Perfect for readers of All the Water in the World (Eiren Caffall), The Hunter (Tana French), and The Last Animal (Ramona Ausubel), this novel carries the atmospheric suspense of Smilla's Sense of Snow (Peter Høeg), and the spiritual depth of Queen of Dreams (Chitra Banerjee Divakaruni) and Dwellings (Linda Hogan).
Amalia Sengupta Erenwine is balancing relationship strain, a looming trip to India with her parents, and the everyday pressures of New York City when the story opens. Beneath all of it runs a quieter, older pull she can't quite name-something stirred by family history and the weight of what she's about to return to. It's a tension that follows her into the choices she makes next.
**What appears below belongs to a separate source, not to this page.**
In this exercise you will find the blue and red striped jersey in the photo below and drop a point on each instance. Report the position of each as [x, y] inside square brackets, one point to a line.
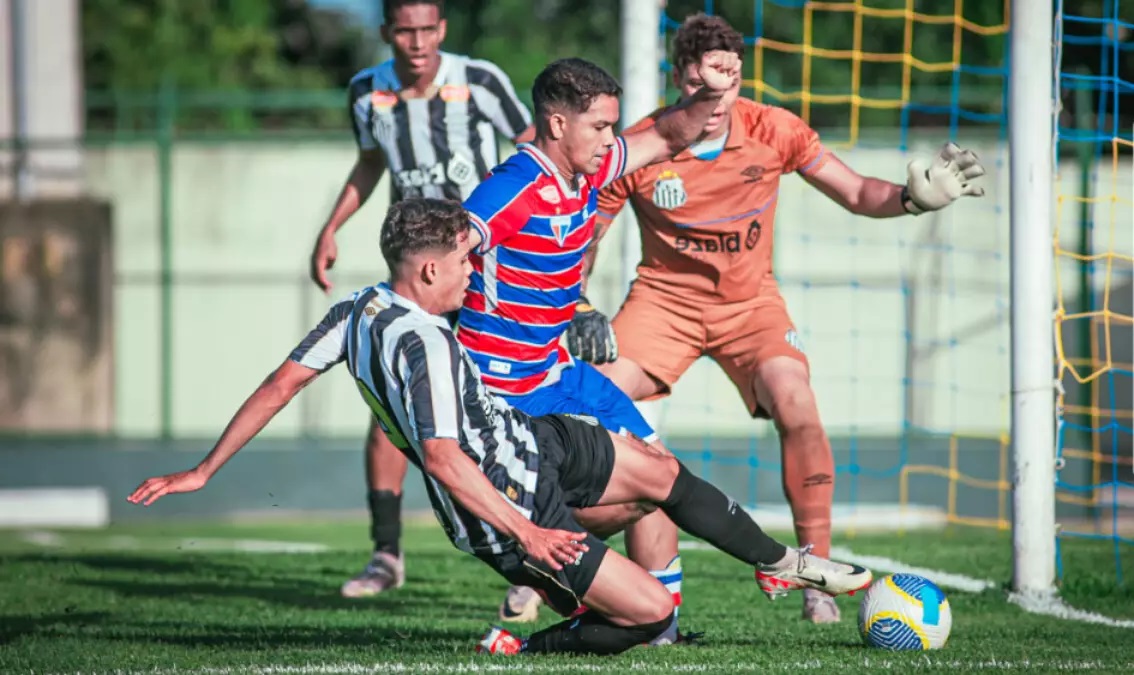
[527, 270]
In India, she moves through grief, ritual, and family expectations that leave her seeing her own life with a sharper, more complicated clarity.
She escapes the city for a road trip with her friend, Reverend Mildred McCaine - a minister preparing a community panel on medical marijuana and wrestling with her own crisis of faith. What begins as a journey of good intentions becomes a deeper reckoning as the two women confront the stories they've carried about family, purity, purpose and the past. In Mildred's childhood town, long‑buried memories, shifting spiritual ground and an enigmatic artifact surface, challenging both women to reconsider what it means to be true to oneself.
As their journey pulls them farther from the familiar, Amalia begins to sense the world tilting at its edges-visions, altered states, and the pressure of landscape revealing truths she has long avoided. In the shifting light of coastal Maine, memory behaves like weather: unpredictable, charged, and full of undertow. What rises to meet them is not just Mildred's past, but a deeper, more elusive presence that blurs intuition and reality, urging Amalia toward a reckoning with grief, identity, and the fragile bonds that hold a life together.
A reflective, character‑driven ecofiction novel about friendship, memory and the delicate work of becoming whole.